Taking the EF Core Azure Cosmos DB Provider for a Test Drive

Jeremy

The release of EF Core 6.0 is right on the horizon (as I write this). The team has been hard at work adding features. One area of focus is the Azure Cosmos DB experience. We received feedback that many developers would prefer to use the provider for Cosmos DB but are waiting for certain key features.

Planetary docs

I built a reference app that uses Azure Cosmos DB with EF Core on Blazor Server. It includes search capability, cross-referenced entities, and an interface to create, read, and update. I recently upgraded to the latest EF Core 6.0 version and was able to simplify and remove quite a bit of code!

Screenshot of Planetary Docs

Feature overview

Here are some of the features requested that we added to the EF Core 6.0 Azure Cosmos DB provider.

Implicit ownership

EF Core was built as an object relational mapper. In relational databases, complex relationships are expressed by storing related entities in separate tables and referencing them with foreign keys. EF Core assumes non-primitive entity types encountered in a parent are expressed as foreign key relationships. The relationships are configured using HasMany or HasOne and the instances are assumed to exist independently with a configured relationship. In document databases, the default behavior for entity types is to assume they are embedded documents owned by the parent. In other words, the complex type’s data exists within the context of the parent. In previous versions of EF Core, this behavior had to be configured explicitly for it to work with the Azure Cosmos DB provider. In EF Core 6.0, ownership is implicit. This saves configuration and ensures the behavior is consistent with NoSQL approaches from other providers.

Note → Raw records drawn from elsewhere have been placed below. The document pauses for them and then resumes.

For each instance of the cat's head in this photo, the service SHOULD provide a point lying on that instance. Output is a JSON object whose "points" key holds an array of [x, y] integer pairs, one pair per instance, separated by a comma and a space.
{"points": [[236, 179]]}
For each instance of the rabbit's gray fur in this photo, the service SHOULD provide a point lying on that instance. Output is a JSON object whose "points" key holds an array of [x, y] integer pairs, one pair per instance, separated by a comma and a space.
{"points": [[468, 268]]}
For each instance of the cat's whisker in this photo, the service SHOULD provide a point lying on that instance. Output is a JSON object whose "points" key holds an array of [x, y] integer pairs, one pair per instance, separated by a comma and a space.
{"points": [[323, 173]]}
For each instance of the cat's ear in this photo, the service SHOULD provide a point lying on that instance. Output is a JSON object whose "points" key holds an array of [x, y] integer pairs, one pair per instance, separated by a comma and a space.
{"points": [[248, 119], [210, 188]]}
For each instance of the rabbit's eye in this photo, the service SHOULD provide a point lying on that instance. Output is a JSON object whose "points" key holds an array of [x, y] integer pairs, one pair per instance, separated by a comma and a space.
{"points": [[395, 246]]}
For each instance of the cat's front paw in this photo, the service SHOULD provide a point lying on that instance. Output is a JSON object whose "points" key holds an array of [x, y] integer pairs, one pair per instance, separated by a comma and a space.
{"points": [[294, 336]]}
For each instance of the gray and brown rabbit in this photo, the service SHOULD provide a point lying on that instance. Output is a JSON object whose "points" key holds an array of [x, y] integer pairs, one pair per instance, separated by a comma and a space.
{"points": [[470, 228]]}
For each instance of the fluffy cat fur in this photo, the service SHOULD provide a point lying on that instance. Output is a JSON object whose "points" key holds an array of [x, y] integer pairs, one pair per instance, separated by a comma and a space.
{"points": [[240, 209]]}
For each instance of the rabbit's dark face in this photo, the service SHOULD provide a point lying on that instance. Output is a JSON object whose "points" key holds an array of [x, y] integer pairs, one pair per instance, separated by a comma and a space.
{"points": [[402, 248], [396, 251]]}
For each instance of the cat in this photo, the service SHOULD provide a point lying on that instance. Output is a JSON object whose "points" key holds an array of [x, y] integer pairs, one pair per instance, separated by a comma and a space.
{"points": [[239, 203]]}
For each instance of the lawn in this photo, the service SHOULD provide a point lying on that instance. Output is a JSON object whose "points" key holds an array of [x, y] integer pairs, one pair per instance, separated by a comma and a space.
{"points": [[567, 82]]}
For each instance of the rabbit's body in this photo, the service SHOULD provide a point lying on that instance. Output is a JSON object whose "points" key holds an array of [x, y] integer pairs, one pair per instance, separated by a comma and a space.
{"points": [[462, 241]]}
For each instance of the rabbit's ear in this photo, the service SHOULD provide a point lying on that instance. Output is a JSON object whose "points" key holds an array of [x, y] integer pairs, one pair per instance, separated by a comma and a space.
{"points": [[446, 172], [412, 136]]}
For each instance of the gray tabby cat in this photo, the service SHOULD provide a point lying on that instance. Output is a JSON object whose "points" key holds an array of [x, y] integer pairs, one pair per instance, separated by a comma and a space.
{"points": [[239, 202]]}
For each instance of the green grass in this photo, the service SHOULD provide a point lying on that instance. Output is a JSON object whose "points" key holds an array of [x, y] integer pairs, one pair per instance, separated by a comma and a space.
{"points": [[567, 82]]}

For example, in Planetary Docs there are authors and tags. The entities “own” a list of summaries that point to the URL and titles of related documents. This way, when a user asks “What documents have tag X” I only need one document loaded to answer the question (I load tag X, then iterate its owned collection of titles). Using EF Core 5, I had to explicitly claim ownership:

tagModel.OwnsMany(t => t.Documents);
authorModel.OwnsMany(t => t.Documents);

In EF Core 6, the ownership is implicit so there is no need to configure the entities except to specify partition keys.

Support for primitive collections

In relational databases, primitive collections are often modeled by either promoting them to complex types or converting them to a serialized artifact to store in a single column. Consider a blog post that can have a list of tags. One common approach would be to create an entity that represents a tag:

public class Tag 
{
    public int Id { get; set; }
    public string Text { get; set; }
}

The tag is then referenced:

public ICollection<Tag> Tags { get; set; }

The primitive is promoted to a complex type and stored in a separate table. An alternative is to collapse the tags into a single field that contains a comma-delimited list. This approach requires a value converter to marshal the list into the field for updates and decompose the field into the list for read. It also makes it difficult and expensive to answer questions like, “How many posts are tagged X?” Using EF Core 5, I chose the single column approach. I serialized the list to JSON when writing and deserialized when reading. This is the serialization code:

private static string ToJson<T>(T item) => JsonSerializer.Serialize(item);
private static T FromJson<T>(string json) => JsonSerializer.Deserialize<T>(json);

I configured EF Core to make the conversions:

docModel.Property(d => d.Tags)
    .HasConversion(
        t => ToJson(t),
        t => FromJson<List<string>>(t));

And the resulting document looked like this:

{
    "tags" : "[\"one\", \"two\", \"three\"]"
}

With EF Core 6.0, I simply deleted the code to take advantage of the built-in handling of primitive types. This results in a document like this:

{
    "tags" : [ 
        "one",
        "two",
        "three"
    ]
}

This results in a schema change that Azure Cosmos DB has no problem handling. The C# code, on the other hand, will throw when a current model using tags as an array encounters a legacy record that used tags as a field. How do we handle this when EF Core doesn’t have the concept of NoSQL migrations?

Raw SQL

A popular request is to allow developers to write their own SQL for data access. This is exactly the feature I needed to handle my code migration. For the raw SQL to work, it must project to an existing model. It is an extension of the DbSet<T> for the entity. In my case, it enabled an in-place migration. After updating the code, attempting to load a document would fail. The document had a single string property for “tag” but the C# model is an array, so the JSON serializer would throw an exception. To remedy this, I used a built-in feature of Azure Cosmos DB that will parse a string into an array. Using a query, I project the entity to a document that matches the current schema and then save it back. This is the migration code:

var docs = await Documents.FromSqlRaw(
    "select c.id, c.Uid, c.AuthorAlias, c.Description, c.Html, c.Markdown, c.PublishDate, c.Title, STRINGTOARRAY(c.Tags) as Tags from c").ToListAsync();
foreach (var doc in docs)
{
    Entry(doc).State = EntityState.Modified;
}

This feature empowers developers to craft complex queries that may not be supported by the LINQ provider.

Additional enhancements

In addition to what I already covered, these enhancements also made it in.

Summary

I’m excited about the changes coming and hope that you are, too. Are you using the Cosmos DB provider? Are you considering it now that we’ve added these features? Is there something critical you need that we missed? Let me know in the comments below. Thank you!

8 comments

Comments are closed. Login to edit/delete your existing comments

  • Eric Blankenburg

    Thank you for supporting arrays of primitive types. It’s critical for what we need.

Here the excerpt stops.